Part A deductibles are $1,250 per benefit period or “spell of illness,” Holtzman said. A patient is eligible for 90 days of hospital care and 100 days of extended care in the same benefit period, according to Medicare, but may be eligible for as much as 150 days of hospital care if they draw on their lifetime reserve.

However, coinsurance kicks in after 60 days and patients will have to pay $315 per day during the benefit period. After 90 days, when patients begin drawing on their lifetime reserve, coinsurance increases to $630 per day.

The deductible for Part B is $147 a year.

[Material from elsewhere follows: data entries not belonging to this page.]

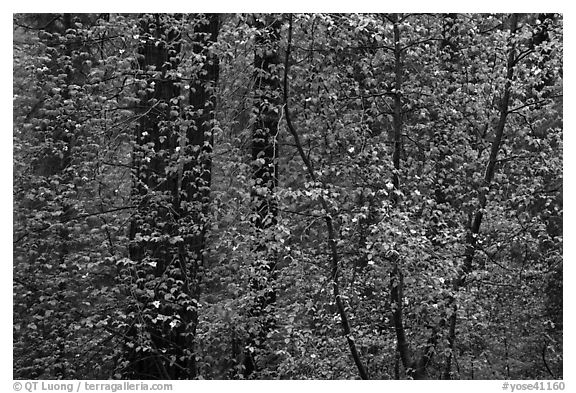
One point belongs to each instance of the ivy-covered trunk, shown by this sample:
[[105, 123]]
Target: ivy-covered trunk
[[266, 113], [172, 186]]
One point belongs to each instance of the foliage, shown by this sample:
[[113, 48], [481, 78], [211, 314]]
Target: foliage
[[288, 196]]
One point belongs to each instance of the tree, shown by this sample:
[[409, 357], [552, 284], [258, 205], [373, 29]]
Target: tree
[[298, 196]]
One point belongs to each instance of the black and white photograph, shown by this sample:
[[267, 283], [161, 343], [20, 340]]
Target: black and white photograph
[[287, 196]]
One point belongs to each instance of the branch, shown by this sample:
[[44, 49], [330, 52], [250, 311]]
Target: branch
[[72, 219]]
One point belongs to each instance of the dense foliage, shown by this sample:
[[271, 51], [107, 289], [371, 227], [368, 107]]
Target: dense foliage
[[326, 196]]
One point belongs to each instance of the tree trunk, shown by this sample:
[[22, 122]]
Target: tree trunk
[[472, 237], [264, 160]]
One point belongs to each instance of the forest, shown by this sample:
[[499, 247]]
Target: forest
[[287, 196]]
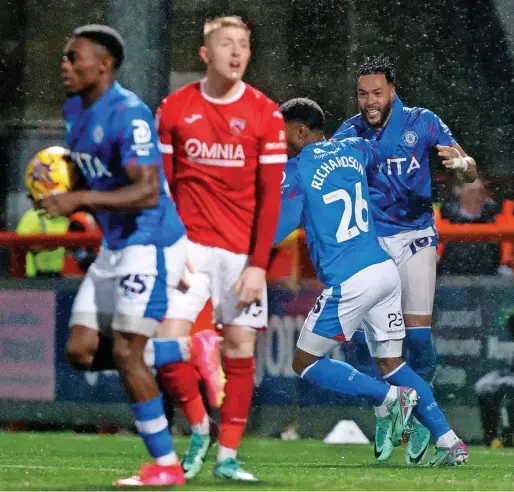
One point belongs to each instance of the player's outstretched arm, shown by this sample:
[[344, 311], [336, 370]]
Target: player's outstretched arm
[[143, 192], [455, 158]]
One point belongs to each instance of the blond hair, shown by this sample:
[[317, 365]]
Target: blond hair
[[212, 25]]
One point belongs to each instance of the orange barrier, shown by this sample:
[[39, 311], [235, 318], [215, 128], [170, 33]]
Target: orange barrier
[[19, 245], [292, 260]]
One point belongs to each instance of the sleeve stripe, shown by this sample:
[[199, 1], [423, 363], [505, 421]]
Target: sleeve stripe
[[273, 159], [165, 148]]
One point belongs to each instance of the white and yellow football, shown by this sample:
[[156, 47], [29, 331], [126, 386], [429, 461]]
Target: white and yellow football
[[49, 172]]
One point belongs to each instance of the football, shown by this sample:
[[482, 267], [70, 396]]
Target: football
[[49, 172]]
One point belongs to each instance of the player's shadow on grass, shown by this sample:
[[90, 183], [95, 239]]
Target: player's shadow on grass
[[364, 466]]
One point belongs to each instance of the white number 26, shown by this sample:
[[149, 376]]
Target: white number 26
[[344, 232]]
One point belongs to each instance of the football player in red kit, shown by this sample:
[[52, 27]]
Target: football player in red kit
[[224, 152]]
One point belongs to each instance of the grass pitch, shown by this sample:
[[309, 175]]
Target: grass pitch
[[66, 461]]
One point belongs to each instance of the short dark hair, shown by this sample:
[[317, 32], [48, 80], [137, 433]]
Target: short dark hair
[[105, 36], [378, 64], [305, 111]]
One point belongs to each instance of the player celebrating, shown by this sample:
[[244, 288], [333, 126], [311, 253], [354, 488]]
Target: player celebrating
[[224, 146], [361, 281], [113, 140], [400, 200]]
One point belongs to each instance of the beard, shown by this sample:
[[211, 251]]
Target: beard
[[384, 115]]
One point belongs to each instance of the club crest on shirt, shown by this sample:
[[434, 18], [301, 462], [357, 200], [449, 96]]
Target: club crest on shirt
[[410, 138], [237, 125], [98, 134]]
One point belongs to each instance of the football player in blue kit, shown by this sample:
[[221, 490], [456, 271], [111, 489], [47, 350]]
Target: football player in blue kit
[[326, 191], [400, 191], [113, 140]]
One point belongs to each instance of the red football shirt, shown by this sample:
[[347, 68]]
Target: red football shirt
[[218, 156]]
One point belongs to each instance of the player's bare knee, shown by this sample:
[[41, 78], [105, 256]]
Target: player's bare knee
[[414, 320], [238, 342], [387, 365], [237, 350], [302, 360], [127, 354]]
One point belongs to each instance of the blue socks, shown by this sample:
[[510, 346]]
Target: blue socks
[[421, 356], [165, 351], [427, 411], [343, 378], [152, 426]]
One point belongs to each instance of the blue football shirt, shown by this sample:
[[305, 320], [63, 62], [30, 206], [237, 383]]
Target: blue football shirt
[[118, 131], [400, 186]]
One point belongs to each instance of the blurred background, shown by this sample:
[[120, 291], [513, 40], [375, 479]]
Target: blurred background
[[455, 57]]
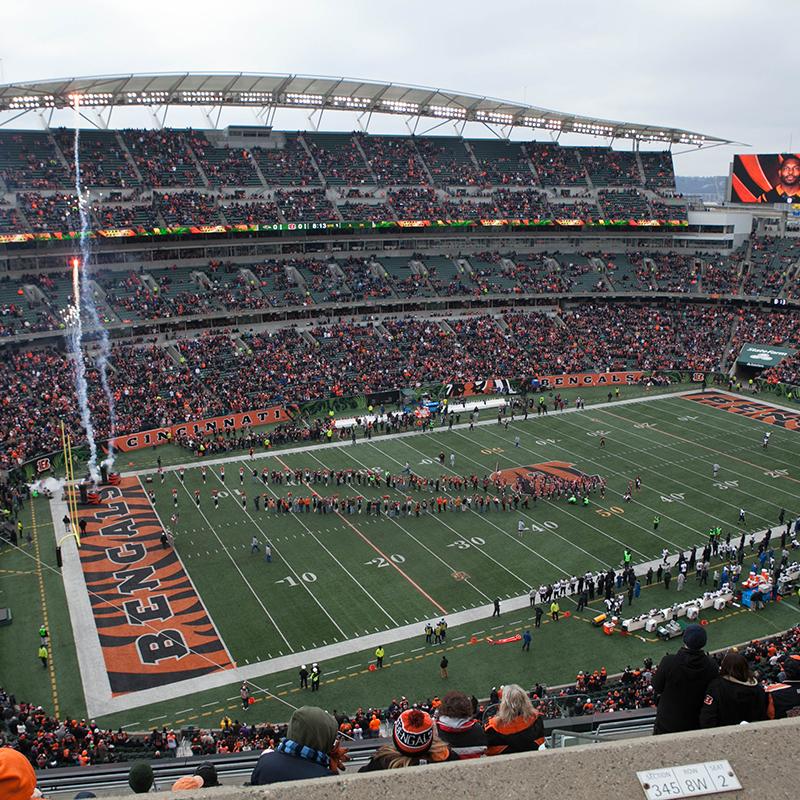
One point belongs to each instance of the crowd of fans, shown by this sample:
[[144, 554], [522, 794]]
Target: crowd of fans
[[469, 727], [215, 375]]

Part D coverage introduces the so-called “donut hole,” the gap in coverage when costs exceed the combined annual deductible of $320 and the initial coverage period of $2,640. During that initial coverage period, patients are responsible for 25% of their prescription costs, but once they meet the donut hole limit, Part D benefits stop. Patients will take on 45% of the cost of covered brand name drugs and 65% of the cost of covered generics.

The maximum out-of-pocket cost for prescription drugs in 2015 is $4,700. Once that limit is exceeded, catastrophic coverage kicks in. Part D will pay 95% of covered drugs, or the cost of the drug minus the copay. Patients will be responsible for either 5% of the cost, or copays of $2.65 for generic drugs and $6.60 for brand name drugs, whichever is greater.

Long-Term Care

Regardless of when boomers enroll in Medicare, they have to plan for higher health care costs in retirement than they incurred while they were working. Long-term care is not covered by Medicare or Medigap, Holtzman said.

Medigap policies can be purchased by beneficiaries who aren’t on a Medicare Advantage plan, Holtzman said. They’re offered by private insurers and can be used to cover things like copayments, coinsurance and deductibles.

Medicaid, however, does cover some LTC services, although programs and eligibility vary by state. A report released by BMO Wealth Institute found 57% of Americans are planning on Medicaid to fund their long-term care.